The long-term goal of the proposed research is to further our understanding of N-type Ca2+ channel modulation by opioid receptor-like 1 (NOP, or OP4) opioid receptors in rat stellate ganglion (SG) neurons involved in pain signaling. This project will focus on identifying the specific signal transduction elements that contribute to NOP receptor desensitization, the pharmacological profile of constitutively active receptors and N-type Ca2+ channel inhibition. The NOP receptor is activated by the endogenous peptide nociceptin FQ (N/OFQ). N/OFQ-activated NOP receptors can exert algesic or analgesic effects in animal pain models. Clinical studies have shown that SG blockade can be used to treat patients that suffer from chronic facial pain or headaches. A combination of electrophysiological, immunofluorescence, and molecular techniques will be used to probe the mechanisms by which NOP receptors modulate N-type Ca2+ channels.
The specific aims of this proposal are to: i) identify the specific Gb and Gg subunits that mediate N-type Ca2+ channel inhibition for N/OFQ-stimulated ii) identify the G protein-coupled receptor kinase (GRK) isoform that mediates desensitization of NOP receptors iii) to determine the interaction of GRK and Gb proteins with constitutively active NOP receptors, as well as to examine the pharmacological profile of the receptors. NOP receptors and N-type Ca2+ channels are known to participate in pain transmission. Thus, the proposed studies will help to clarify the signaling mechanisms underlying these processes and aid in the development of novel agents for the treatment of pain, such as those associated with chronic headache and complex region pain syndrome, and at the same time prevent opioid tolerance and addiction.

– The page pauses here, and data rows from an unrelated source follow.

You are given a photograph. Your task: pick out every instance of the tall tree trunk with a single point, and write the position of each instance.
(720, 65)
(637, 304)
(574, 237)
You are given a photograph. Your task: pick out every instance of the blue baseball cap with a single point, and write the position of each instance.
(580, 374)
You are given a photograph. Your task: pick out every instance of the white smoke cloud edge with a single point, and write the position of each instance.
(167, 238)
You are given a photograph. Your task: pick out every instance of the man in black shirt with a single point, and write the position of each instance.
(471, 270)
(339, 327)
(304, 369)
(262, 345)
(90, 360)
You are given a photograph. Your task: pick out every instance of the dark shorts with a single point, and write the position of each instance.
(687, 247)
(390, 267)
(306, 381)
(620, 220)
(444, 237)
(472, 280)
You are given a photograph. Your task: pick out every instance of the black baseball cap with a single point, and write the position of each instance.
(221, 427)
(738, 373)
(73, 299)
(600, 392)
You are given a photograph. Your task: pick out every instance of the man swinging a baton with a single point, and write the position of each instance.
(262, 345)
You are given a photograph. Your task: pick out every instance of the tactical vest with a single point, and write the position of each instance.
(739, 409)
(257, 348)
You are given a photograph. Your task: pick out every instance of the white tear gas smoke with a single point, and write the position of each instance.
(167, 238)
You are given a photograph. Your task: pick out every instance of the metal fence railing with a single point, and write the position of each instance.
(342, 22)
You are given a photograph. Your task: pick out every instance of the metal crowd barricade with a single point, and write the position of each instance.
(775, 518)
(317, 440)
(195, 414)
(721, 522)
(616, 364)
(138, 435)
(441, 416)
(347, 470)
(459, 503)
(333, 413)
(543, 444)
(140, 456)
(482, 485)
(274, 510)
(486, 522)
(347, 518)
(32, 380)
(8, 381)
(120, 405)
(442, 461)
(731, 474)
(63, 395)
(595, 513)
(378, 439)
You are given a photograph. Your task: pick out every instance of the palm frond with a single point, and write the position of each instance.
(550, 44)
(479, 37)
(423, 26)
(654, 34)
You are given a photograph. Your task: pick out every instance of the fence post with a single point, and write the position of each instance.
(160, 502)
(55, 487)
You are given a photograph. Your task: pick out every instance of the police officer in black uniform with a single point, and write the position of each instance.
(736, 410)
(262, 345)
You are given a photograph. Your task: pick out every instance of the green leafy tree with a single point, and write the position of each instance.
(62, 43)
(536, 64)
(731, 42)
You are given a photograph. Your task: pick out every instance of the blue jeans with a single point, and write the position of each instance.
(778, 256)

The purpose of this grant proposal is to examine the cellular mechanisms by which opiate receptors that are involved in pain processes regulate the entry of Ca2+ ions into nerves. We will identify specific cellular proteins that affect the functional response of these receptors, and we will also study the pharmacology of these receptors. These studies will lead to new information that can be employed to help treat pain without developing tolerance or opiate addiction.